AWS Textract is a powerful text and data extraction tool that can be used to extract text and data from documents. This article will show you how to use AWS Textract to extract text and data from documents.
- Start by opening the AWS Textract console.
- In the console, click on the “Create” button.
- In the “Name” field, enter “Textract”.
- In the “Description” field, enter a brief description of what you want to extract from the document. For example, you could say that you want to extract all words in a document, or all sentences in a document.
- In the “Usage” field, enter a brief description of how you plan to use Textract in your application or project. For example, you might want to use Textract to extract images or videos from documents.
- In the “Country Code” field, enter the country code of your document’s source country (for example United States). This will help Amazon Textract identify and extract text and data from documents in that specific country!
- Click on the “Create” button and wait for Amazon Textract to start extracting text and data from your document!
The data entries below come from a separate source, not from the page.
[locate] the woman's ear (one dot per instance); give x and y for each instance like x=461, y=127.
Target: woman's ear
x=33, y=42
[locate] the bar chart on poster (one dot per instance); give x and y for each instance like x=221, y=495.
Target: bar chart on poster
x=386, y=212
Many companies use human workers to do manual data entry on forms, applications, and other physical documents. While this is very accurate, it’s slow and costly. AWS Textract uses machine learning to automate this process.
Why Use AWS Textract?
Textract certainly isn’t the only Optical Character Recognition tool—there are plenty of open source solutions available for free, such as Tesseract OCR. You can read our guide to using that to learn more.
Textract, however, is a lot more than simple OCR as it’s meant for analyzing and extracting data from forms, tables, and other documents. It’s able to pull out important key-value pairs, tables, and other key strings, which makes it actually usable as an interface between scanned documents and a database (though you’ll need to set that automation up yourself).
The other allure is that Textract makes OCR available as a fully managed cloud service. You don’t need to set up your own application servers to run OCR and understand the output; just configure Textract, and send it some documents, it will output the results.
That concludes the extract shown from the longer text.